It was then that he suggested we all nibble ears. A nibble circle.
phil was outside the bar last night, sitting on the ground playing songs on a guitar hero guitar to people walking by for money...best version of free bird ever
Ur keys r in ur purse. ur purse is on the couch. ur cigs r on ur front seat. u drank all ur wine. mollie took ur jkt bc u cockblocked her. and in case anyone asks, the saints won 31-17.
Woke up naked in another mans house. If that keeps happening, then I probably need to go gay. You know to make it ok.
Restaurants Roasting People Who Gave Them Negative Yelp Reviews (25 Pics)
We really need to stop competing to see who can get more drunk, and I REALLY need to stop winning.
We talk about tequila and blow jobs the way that normal people talk about the news and the weather.

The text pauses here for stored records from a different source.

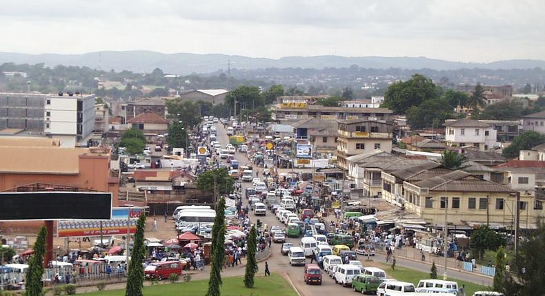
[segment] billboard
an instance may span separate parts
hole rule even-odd
[[[0,193],[0,220],[109,220],[111,218],[110,193]]]
[[[313,145],[310,144],[297,144],[295,156],[297,158],[312,158]]]
[[[127,220],[129,217],[130,233],[136,232],[136,221],[143,213],[144,207],[113,208],[112,219],[106,220],[61,220],[57,224],[57,236],[59,237],[77,236],[100,236],[102,222],[102,235],[114,235],[127,233]]]

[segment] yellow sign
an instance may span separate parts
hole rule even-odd
[[[297,158],[297,165],[310,165],[310,159]]]
[[[281,108],[305,109],[306,107],[306,101],[284,101],[280,104]]]

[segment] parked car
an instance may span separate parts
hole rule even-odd
[[[321,284],[321,270],[316,264],[305,265],[305,271],[303,278],[306,284]]]

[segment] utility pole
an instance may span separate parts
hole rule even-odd
[[[444,227],[444,229],[443,229],[443,231],[444,231],[443,235],[444,236],[444,240],[443,240],[443,246],[444,246],[443,249],[444,249],[444,257],[445,257],[445,265],[444,265],[445,269],[444,269],[444,271],[443,272],[443,280],[446,281],[446,278],[447,278],[447,276],[446,276],[446,263],[447,263],[446,262],[446,253],[448,251],[448,227],[447,224],[446,224],[447,223],[447,222],[446,222],[447,209],[448,209],[448,198],[445,196],[445,197],[444,197],[442,198],[443,198],[443,200],[444,200],[444,202],[445,202],[445,222],[444,222],[444,224],[443,225],[443,227]]]

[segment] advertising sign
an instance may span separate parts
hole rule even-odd
[[[208,155],[208,151],[204,146],[199,146],[199,148],[197,149],[197,155]]]
[[[297,144],[295,156],[297,158],[312,158],[313,145],[310,144]]]
[[[102,222],[102,235],[114,235],[127,233],[127,219],[130,217],[129,231],[136,232],[136,221],[143,213],[144,207],[113,208],[112,220],[61,220],[57,225],[59,237],[78,236],[99,236]]]

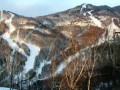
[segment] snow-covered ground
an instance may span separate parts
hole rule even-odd
[[[0,90],[10,90],[10,88],[0,87]],[[13,90],[16,90],[16,89],[13,89]]]
[[[97,18],[95,18],[95,17],[92,15],[92,13],[91,13],[92,11],[93,11],[93,10],[91,10],[91,11],[88,12],[88,14],[90,15],[91,20],[93,21],[93,23],[94,23],[96,26],[102,27],[102,26],[101,26],[101,25],[102,25],[101,21],[98,20]]]
[[[65,60],[65,62],[62,62],[62,63],[58,66],[58,68],[57,68],[57,70],[56,70],[56,72],[55,72],[55,75],[60,74],[60,73],[64,70],[64,68],[67,67],[67,65],[68,65],[72,60],[75,60],[75,59],[78,58],[79,56],[80,56],[80,53],[79,53],[79,52],[75,53],[74,55],[69,56],[68,59]]]
[[[40,48],[30,43],[25,43],[25,44],[30,49],[30,56],[27,56],[27,61],[25,63],[25,71],[28,72],[30,69],[33,68],[35,58],[39,54]]]

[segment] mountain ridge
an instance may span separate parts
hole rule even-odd
[[[1,11],[0,86],[9,86],[6,82],[11,78],[12,84],[19,84],[17,78],[37,82],[64,75],[76,61],[84,64],[87,60],[89,71],[94,62],[94,49],[98,55],[95,70],[110,66],[114,53],[108,48],[110,45],[113,50],[114,39],[120,36],[116,34],[120,32],[118,8],[82,4],[36,18]],[[119,63],[119,57],[116,62]],[[79,64],[78,71],[82,68]]]

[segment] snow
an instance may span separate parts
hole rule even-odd
[[[72,60],[75,60],[76,58],[78,58],[79,55],[80,55],[79,52],[77,52],[77,53],[75,53],[74,55],[69,56],[67,60],[65,60],[64,62],[62,62],[62,63],[58,66],[58,68],[57,68],[57,70],[56,70],[56,72],[55,72],[55,75],[60,74],[60,73],[63,71],[63,69],[64,69]]]
[[[9,46],[13,49],[13,51],[17,50],[18,52],[20,52],[26,56],[24,50],[19,48],[19,46],[16,44],[16,42],[10,38],[10,34],[8,32],[3,34],[2,38],[8,42]]]
[[[10,88],[7,88],[7,87],[0,87],[0,90],[10,90]],[[13,89],[13,90],[16,90],[16,89]]]
[[[1,11],[0,13],[0,22],[4,20],[4,17],[3,17],[3,11]]]
[[[13,55],[14,55],[16,50],[18,52],[22,53],[25,56],[26,56],[26,54],[25,54],[24,50],[19,48],[19,46],[16,44],[16,42],[10,38],[11,32],[13,32],[15,30],[15,28],[11,24],[12,18],[14,17],[14,15],[12,13],[10,13],[10,15],[11,15],[11,17],[8,20],[5,20],[5,23],[8,25],[10,31],[6,32],[1,37],[4,40],[6,40],[8,42],[8,45],[13,49],[13,51],[11,53],[11,56],[10,56],[10,62],[12,62],[13,61]]]
[[[92,19],[92,21],[94,22],[94,24],[98,27],[102,27],[101,25],[101,21],[98,20],[97,18],[95,18],[93,15],[92,15],[92,12],[93,10],[89,11],[88,14],[90,15],[90,18]]]
[[[98,43],[96,45],[100,45],[106,41],[105,34],[106,31],[102,34],[101,38],[99,38]]]
[[[32,32],[33,32],[33,31],[30,31],[30,32],[26,35],[24,41],[32,34]]]
[[[83,13],[83,9],[86,8],[86,4],[83,4],[82,7],[81,7],[81,10],[80,10],[80,13]],[[85,16],[86,13],[83,13],[83,15]]]
[[[120,32],[120,28],[118,28],[114,23],[114,18],[112,18],[112,23],[108,27],[108,40],[113,40],[114,33]]]
[[[11,23],[12,19],[14,18],[14,14],[10,13],[10,15],[11,15],[11,17],[9,19],[5,20],[5,23],[9,27],[9,30],[10,30],[9,32],[11,33],[13,31],[15,31],[15,28],[14,28],[14,26]]]
[[[38,73],[41,74],[41,73],[42,73],[42,68],[43,68],[45,65],[48,65],[48,64],[51,64],[51,60],[50,60],[50,61],[46,61],[46,60],[42,61],[42,62],[40,63],[40,67],[38,68]]]
[[[36,56],[40,52],[40,48],[30,43],[25,43],[25,44],[30,49],[30,56],[27,56],[27,61],[25,63],[25,71],[28,72],[30,69],[34,67],[34,61],[35,61]]]

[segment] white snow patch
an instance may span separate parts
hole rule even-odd
[[[40,63],[40,67],[38,68],[37,72],[38,72],[39,74],[41,74],[41,73],[42,73],[42,68],[43,68],[45,65],[48,65],[48,64],[51,64],[51,60],[50,60],[50,61],[46,61],[46,60],[42,61],[42,62]]]
[[[10,90],[10,88],[7,88],[7,87],[0,87],[0,90]],[[12,89],[12,90],[17,90],[17,89]]]
[[[83,4],[80,10],[80,13],[83,13],[83,9],[86,8],[86,4]],[[86,16],[86,13],[83,13],[84,16]]]
[[[0,13],[0,22],[4,20],[4,17],[3,17],[3,11],[1,11]]]
[[[17,50],[18,52],[20,52],[24,56],[26,56],[26,53],[24,52],[24,50],[19,48],[19,46],[16,44],[16,42],[10,38],[10,34],[8,32],[3,34],[2,38],[8,42],[8,45],[13,49],[13,51]]]
[[[67,60],[65,60],[64,62],[62,62],[62,63],[58,66],[58,68],[57,68],[57,70],[56,70],[56,72],[55,72],[55,75],[60,74],[60,73],[63,71],[63,69],[64,69],[72,60],[75,60],[76,58],[78,58],[79,55],[80,55],[79,52],[77,52],[76,54],[74,54],[74,55],[72,55],[72,56],[69,56]]]
[[[30,69],[33,68],[35,58],[39,54],[40,48],[30,43],[25,43],[25,44],[30,49],[30,56],[27,56],[27,61],[25,63],[25,71],[28,72]]]
[[[10,30],[9,32],[11,33],[11,32],[13,32],[13,31],[15,31],[15,28],[14,28],[14,26],[11,24],[12,19],[14,18],[14,14],[10,13],[10,15],[11,15],[11,17],[10,17],[9,19],[5,20],[5,23],[6,23],[7,26],[9,27],[9,30]]]
[[[94,24],[98,27],[101,27],[101,21],[98,20],[97,18],[95,18],[93,15],[92,15],[92,12],[93,10],[89,11],[88,14],[90,15],[90,18],[92,19],[92,21],[94,22]]]
[[[113,40],[115,32],[120,32],[120,28],[118,28],[114,23],[114,18],[112,18],[112,23],[108,26],[108,40]]]
[[[96,45],[100,45],[106,41],[105,38],[106,31],[102,34],[102,36],[99,38],[98,43]]]

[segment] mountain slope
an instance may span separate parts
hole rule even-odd
[[[91,60],[94,48],[113,44],[115,33],[120,32],[118,8],[82,4],[37,18],[1,11],[0,86],[9,86],[6,82],[10,78],[12,83],[19,83],[17,79],[49,79],[64,73],[75,61]],[[97,59],[95,69],[111,65],[107,47],[104,54],[99,50],[98,58],[106,56]],[[103,59],[104,64],[99,63]],[[87,62],[90,70],[93,62]]]

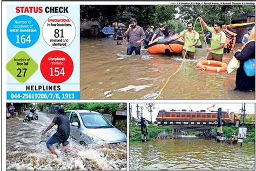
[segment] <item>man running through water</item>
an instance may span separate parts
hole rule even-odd
[[[69,135],[70,134],[69,120],[64,115],[64,109],[59,109],[58,112],[58,115],[55,116],[51,124],[48,126],[45,131],[42,132],[42,135],[45,134],[54,125],[58,125],[57,132],[46,142],[47,148],[53,154],[55,154],[57,158],[58,158],[58,156],[54,150],[52,145],[59,142],[60,144],[62,143],[63,147],[66,146],[69,144],[67,140],[69,139]]]

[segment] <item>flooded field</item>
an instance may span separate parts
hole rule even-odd
[[[130,169],[255,169],[254,145],[197,138],[130,142]]]
[[[153,99],[182,61],[180,55],[151,55],[142,47],[141,55],[127,56],[126,47],[117,46],[112,38],[81,38],[82,99]],[[240,47],[237,44],[235,51]],[[198,49],[194,60],[186,60],[159,98],[254,99],[254,92],[233,90],[235,73],[196,69],[195,62],[206,54],[205,48]],[[225,54],[223,61],[228,63],[233,55]]]
[[[23,117],[6,120],[6,169],[126,170],[126,144],[85,147],[70,138],[69,146],[76,147],[77,153],[64,153],[55,147],[59,156],[57,158],[45,142],[39,143],[41,132],[51,123],[54,115],[39,113],[39,120],[27,123],[22,122]]]

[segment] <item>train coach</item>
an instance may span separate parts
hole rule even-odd
[[[217,121],[218,113],[216,112],[200,111],[166,111],[160,110],[157,116],[157,122],[160,124],[212,124]],[[221,120],[223,124],[231,123],[228,113],[221,112]]]

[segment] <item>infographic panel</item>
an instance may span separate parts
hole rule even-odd
[[[7,99],[80,99],[79,5],[6,11]]]

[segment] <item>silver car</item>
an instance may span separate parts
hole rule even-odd
[[[70,123],[70,136],[81,145],[125,142],[124,133],[97,112],[85,110],[65,111]]]

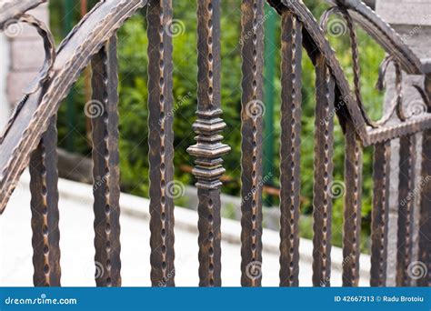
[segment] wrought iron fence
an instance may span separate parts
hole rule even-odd
[[[24,22],[36,27],[44,38],[46,59],[40,75],[16,106],[0,140],[0,211],[3,212],[22,172],[30,167],[35,286],[60,286],[58,191],[56,167],[56,113],[72,85],[91,63],[92,102],[101,108],[92,119],[95,183],[95,260],[106,273],[96,278],[100,286],[121,286],[119,226],[119,151],[116,30],[138,9],[147,5],[148,106],[150,145],[151,280],[154,286],[175,286],[174,201],[166,189],[174,176],[172,70],[172,0],[100,1],[55,50],[49,30],[25,14],[44,0],[0,2],[0,28]],[[431,285],[431,185],[415,191],[414,167],[422,162],[422,178],[431,176],[430,63],[421,61],[390,26],[357,0],[330,1],[333,6],[320,24],[296,0],[270,0],[281,15],[281,165],[280,165],[280,286],[299,286],[299,188],[301,144],[301,60],[304,51],[316,70],[316,133],[314,176],[313,284],[330,286],[331,215],[334,118],[343,128],[346,196],[344,205],[343,285],[358,285],[361,228],[361,189],[365,146],[374,146],[374,200],[372,212],[371,286],[386,285],[390,185],[390,142],[400,138],[398,250],[396,282],[413,285],[407,273],[416,241],[412,238],[413,200],[420,196],[419,260],[425,276],[417,285]],[[221,235],[220,177],[226,126],[220,103],[220,0],[197,2],[198,106],[193,129],[196,144],[188,148],[195,156],[193,174],[197,183],[199,230],[199,285],[220,286]],[[262,261],[262,140],[264,0],[242,0],[242,233],[241,284],[259,286],[261,277],[248,270]],[[349,29],[354,64],[354,91],[326,38],[328,15],[338,14]],[[360,92],[358,44],[354,25],[364,28],[385,48],[388,56],[380,68],[393,63],[397,94],[394,105],[381,120],[371,120]],[[426,105],[420,116],[403,111],[402,75],[422,75],[425,85],[416,85]],[[380,83],[383,85],[383,83]],[[382,85],[381,85],[382,86]],[[95,107],[90,107],[95,109]],[[398,122],[388,124],[396,115]],[[422,158],[416,159],[416,134],[423,135]],[[402,211],[401,211],[402,210]],[[348,259],[348,260],[347,260]]]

he does have a point though, watching you drink makes me never want to drink again
I heard liver failure is in for 2012 anyways
The moment you realize you should grow up: you're snorting your fathers percocet script with your old health insurance card, while your parents are on a 10 day cruise in the carribean...
Woman Posts Harassing DMs From Creep Online, Now He’s Upset Because People Told His Mom
FULL ON LADY WOOD. YOU CAN SEE THE VEIN
Mitt romney looks like a fantastic lover (full disclorsure: im 76% vodka right now)
Someone got day drunk, but I'm not saying who.
It was me.
you regret 100% of the tequila shots you do take. thats what gretzky meant to say
The first thing I did in 2015 was suck a dick.....so.....
Timehop reminded me that 4 years ago today I helped a one armed man do the YMCA by being his other arm.